The gelatine plant clearly pre-dated the retail development. It's also very likely that the gelatine stench predated most of the current owners of the houses just up the road from the plant; they would have bought their properties at a substantial discount reflecting the disamenity. Anyone who bought a house there after the plant was established came to the nuisance as much as did Cassels.

So, it's almost a classic coming-to-the-nuisance case. And, it's also one where there's a strong residual claimant on most of the abatement benefits: the Cassels family. Their brewpub and assorted retail holdings will do rather better when the foul winds cease to blow. In this kind of case, we expect bargaining to efficiency: if it's cheaper for the gelatine plant to change their operations or to move than it is for Cassels to bear the stench, then they can pay the plant to do it. It might have been too hard for the dispersed homeowners to pay the gelatine plant for abatement, but Cassels could pretty easily coordinate things if they wanted a Coasean solution.

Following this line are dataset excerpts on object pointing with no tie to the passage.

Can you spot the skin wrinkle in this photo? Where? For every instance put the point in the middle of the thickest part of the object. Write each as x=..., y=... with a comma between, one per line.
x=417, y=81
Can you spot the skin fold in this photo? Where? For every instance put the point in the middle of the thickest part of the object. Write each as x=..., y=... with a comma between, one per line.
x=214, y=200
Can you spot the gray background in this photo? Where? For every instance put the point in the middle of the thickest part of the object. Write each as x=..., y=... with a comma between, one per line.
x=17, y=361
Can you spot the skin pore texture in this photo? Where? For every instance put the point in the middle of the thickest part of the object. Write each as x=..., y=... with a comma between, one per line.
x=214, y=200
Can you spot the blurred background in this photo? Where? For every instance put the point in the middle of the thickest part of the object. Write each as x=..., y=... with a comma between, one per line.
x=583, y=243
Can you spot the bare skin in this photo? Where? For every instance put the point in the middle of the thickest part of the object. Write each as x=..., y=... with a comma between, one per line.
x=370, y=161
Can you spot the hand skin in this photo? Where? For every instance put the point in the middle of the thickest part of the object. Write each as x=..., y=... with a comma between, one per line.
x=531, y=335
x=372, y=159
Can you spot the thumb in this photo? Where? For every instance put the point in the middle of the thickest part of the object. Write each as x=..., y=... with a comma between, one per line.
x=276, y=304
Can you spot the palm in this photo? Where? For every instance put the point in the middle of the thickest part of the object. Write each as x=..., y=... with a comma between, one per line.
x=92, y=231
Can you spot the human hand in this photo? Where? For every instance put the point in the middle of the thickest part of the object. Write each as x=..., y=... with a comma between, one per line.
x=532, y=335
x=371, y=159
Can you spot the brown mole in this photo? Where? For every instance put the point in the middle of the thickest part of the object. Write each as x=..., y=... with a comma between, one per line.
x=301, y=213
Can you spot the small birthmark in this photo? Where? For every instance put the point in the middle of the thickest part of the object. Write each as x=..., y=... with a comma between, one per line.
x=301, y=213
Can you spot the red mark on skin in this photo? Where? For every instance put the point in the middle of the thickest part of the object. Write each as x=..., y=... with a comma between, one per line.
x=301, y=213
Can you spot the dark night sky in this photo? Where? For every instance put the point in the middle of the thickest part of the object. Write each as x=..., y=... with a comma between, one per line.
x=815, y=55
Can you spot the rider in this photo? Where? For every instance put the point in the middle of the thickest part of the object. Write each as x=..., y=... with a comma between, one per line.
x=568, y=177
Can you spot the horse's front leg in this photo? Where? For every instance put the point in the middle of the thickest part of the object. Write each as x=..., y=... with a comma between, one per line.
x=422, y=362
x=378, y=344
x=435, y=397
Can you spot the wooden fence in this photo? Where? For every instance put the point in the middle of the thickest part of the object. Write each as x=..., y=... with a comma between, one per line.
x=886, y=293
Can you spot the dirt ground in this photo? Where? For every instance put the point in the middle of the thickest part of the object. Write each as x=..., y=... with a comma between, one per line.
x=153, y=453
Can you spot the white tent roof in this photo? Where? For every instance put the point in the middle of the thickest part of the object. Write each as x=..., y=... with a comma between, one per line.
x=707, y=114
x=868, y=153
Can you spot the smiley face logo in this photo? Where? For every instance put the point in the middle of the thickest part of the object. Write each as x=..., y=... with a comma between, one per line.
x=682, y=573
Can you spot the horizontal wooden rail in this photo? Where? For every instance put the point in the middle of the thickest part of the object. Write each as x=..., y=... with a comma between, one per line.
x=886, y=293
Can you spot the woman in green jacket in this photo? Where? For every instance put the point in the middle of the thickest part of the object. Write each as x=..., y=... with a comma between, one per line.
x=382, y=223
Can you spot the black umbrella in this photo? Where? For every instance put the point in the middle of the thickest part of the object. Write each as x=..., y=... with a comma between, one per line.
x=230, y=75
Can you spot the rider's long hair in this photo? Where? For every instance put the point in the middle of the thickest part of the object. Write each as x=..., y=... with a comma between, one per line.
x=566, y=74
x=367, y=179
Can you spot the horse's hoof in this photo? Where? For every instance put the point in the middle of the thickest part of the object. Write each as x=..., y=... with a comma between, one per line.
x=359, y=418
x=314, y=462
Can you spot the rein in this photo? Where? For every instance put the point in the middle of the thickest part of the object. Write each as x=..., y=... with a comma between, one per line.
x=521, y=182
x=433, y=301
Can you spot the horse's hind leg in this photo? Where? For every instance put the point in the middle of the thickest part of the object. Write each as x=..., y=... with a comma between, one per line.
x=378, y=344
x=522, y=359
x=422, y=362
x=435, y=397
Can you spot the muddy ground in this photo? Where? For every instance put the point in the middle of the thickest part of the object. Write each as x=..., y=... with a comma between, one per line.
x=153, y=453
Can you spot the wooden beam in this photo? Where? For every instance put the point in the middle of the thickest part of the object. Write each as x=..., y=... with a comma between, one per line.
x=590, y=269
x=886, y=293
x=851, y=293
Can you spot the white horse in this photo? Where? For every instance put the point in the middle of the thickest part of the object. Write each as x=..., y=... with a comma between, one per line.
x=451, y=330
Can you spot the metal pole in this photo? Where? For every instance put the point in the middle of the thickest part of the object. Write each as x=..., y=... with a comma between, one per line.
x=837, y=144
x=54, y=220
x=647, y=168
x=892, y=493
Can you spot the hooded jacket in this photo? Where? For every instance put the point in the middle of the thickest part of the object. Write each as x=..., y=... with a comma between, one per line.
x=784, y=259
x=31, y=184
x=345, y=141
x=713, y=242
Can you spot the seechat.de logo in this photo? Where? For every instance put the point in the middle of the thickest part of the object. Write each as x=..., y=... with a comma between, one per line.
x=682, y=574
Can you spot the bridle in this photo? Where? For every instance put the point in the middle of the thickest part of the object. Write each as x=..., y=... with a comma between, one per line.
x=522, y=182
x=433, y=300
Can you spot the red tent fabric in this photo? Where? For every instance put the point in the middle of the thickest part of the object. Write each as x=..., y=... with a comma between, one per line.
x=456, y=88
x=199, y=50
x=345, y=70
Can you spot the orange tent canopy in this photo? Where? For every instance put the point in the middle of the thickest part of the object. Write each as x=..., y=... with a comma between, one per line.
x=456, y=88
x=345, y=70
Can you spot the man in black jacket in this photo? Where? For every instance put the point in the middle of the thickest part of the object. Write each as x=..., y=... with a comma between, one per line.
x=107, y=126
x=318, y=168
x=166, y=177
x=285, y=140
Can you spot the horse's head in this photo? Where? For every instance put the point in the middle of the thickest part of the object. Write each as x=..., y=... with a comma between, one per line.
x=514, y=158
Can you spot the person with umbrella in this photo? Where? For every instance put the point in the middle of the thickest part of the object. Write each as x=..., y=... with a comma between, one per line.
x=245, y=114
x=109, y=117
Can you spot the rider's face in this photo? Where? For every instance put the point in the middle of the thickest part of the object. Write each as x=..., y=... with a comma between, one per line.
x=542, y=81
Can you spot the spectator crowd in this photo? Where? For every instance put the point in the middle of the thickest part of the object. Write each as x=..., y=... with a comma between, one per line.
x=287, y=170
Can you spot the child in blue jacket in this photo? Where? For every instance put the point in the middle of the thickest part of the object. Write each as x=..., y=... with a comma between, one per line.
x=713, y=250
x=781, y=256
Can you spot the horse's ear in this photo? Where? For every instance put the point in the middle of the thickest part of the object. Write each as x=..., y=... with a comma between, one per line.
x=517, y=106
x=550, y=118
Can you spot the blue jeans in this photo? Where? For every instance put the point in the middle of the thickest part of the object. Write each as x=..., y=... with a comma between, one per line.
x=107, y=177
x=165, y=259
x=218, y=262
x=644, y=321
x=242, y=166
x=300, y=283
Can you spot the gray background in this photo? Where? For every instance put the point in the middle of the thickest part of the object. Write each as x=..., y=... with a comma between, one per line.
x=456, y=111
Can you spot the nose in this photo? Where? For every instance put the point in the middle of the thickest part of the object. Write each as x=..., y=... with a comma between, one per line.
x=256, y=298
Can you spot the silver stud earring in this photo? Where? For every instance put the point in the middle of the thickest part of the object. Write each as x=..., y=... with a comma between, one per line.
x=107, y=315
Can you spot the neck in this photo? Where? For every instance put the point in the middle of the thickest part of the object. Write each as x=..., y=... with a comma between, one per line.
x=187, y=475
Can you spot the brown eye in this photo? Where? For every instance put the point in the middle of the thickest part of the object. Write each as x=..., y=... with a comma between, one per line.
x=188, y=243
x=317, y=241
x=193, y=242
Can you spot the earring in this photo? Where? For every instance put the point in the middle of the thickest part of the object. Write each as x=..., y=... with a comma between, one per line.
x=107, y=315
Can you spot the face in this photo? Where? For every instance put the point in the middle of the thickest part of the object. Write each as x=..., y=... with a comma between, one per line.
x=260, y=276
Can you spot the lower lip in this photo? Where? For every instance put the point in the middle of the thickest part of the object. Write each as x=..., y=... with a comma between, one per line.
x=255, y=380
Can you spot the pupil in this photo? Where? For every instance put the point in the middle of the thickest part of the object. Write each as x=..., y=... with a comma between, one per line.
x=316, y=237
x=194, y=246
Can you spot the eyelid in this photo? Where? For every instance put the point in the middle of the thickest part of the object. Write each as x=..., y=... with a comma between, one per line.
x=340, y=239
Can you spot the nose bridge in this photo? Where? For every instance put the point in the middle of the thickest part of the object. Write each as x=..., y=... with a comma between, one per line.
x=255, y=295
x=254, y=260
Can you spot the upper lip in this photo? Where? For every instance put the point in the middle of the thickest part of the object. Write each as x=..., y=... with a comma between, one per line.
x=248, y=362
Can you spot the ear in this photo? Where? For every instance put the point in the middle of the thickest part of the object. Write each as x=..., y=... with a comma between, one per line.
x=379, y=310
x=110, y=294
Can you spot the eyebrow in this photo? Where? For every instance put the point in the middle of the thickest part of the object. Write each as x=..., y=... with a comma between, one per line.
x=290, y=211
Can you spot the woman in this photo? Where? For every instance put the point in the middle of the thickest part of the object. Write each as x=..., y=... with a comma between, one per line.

But it's a bit more complicated. The gelatin plant may have been breaching some of its emissions consents:
As one of the three air monitoring stations set up in Christchurch by Environment Canterbury (ECan) is directly across the river from Cassels, ECan is well aware of the problem too. As ECan monitoring officer Chris Elsmore explains, there is the odour from gelatine production and there have also been breaches from sulphuric acid production - that would account for the sulphur smell.
"It's at a difficult stage at the moment," Elsmore says.
"Gelita certainly comprehend the problem and are taking significant steps."
But Gelita is working at a different speed to Cassels and others in Woolston, Elsmore says.
But if Cassels aims to have his Tannery complex open in six months, which is his ambition, will the smell have been minimised by then?
"Most likely," Elsmore says. "We're pushing them all the time."
That said, Woolston has long been an industrial area and is where such businesses have traditionally been. Besides Gelita, there is Independent Fisheries, a tannery and, until recently, rubber curing.
"If it was smelling, it was in that area," Elsmore says. "Alasdair's right in that things needed to improve."
So if Gelita is emitting more noxious fumes than they have the right to emit, and if it is more expensive for them to abate down to Code than for Cassels to bear the stench, they could pay Cassels to stop complaining. Cassels is pushing their customers to notify ECan whenever things are too smelly; some of this will be a push for enforcement of existing code while some of it would be to build pressure for reducing the permissible amount of emission.

John Walley has a point where changed neighbouring uses lead to lobbying for changed rules in cases where it would be really simple for the aggrieved neighbours to buy abatement if abatement could efficiently be provided. But where they're instead lobbying for the enforcement of existing standards, and where you can make a pretty reasonable case that any de facto easement existed only because of strong coordination problems among the residential neighbours, perhaps Gelita should be the ones purchasing abatement from Cassels.

* If you're from Winnipeg, think about the Saint Boniface yards from two decades ago.

1 comment:

  1. It's stank in this area for my whole life (35 years), and it's actually stinks less in recent times, as compared to my childhood memories, but I still find it VERY strange place to build shops and a pub.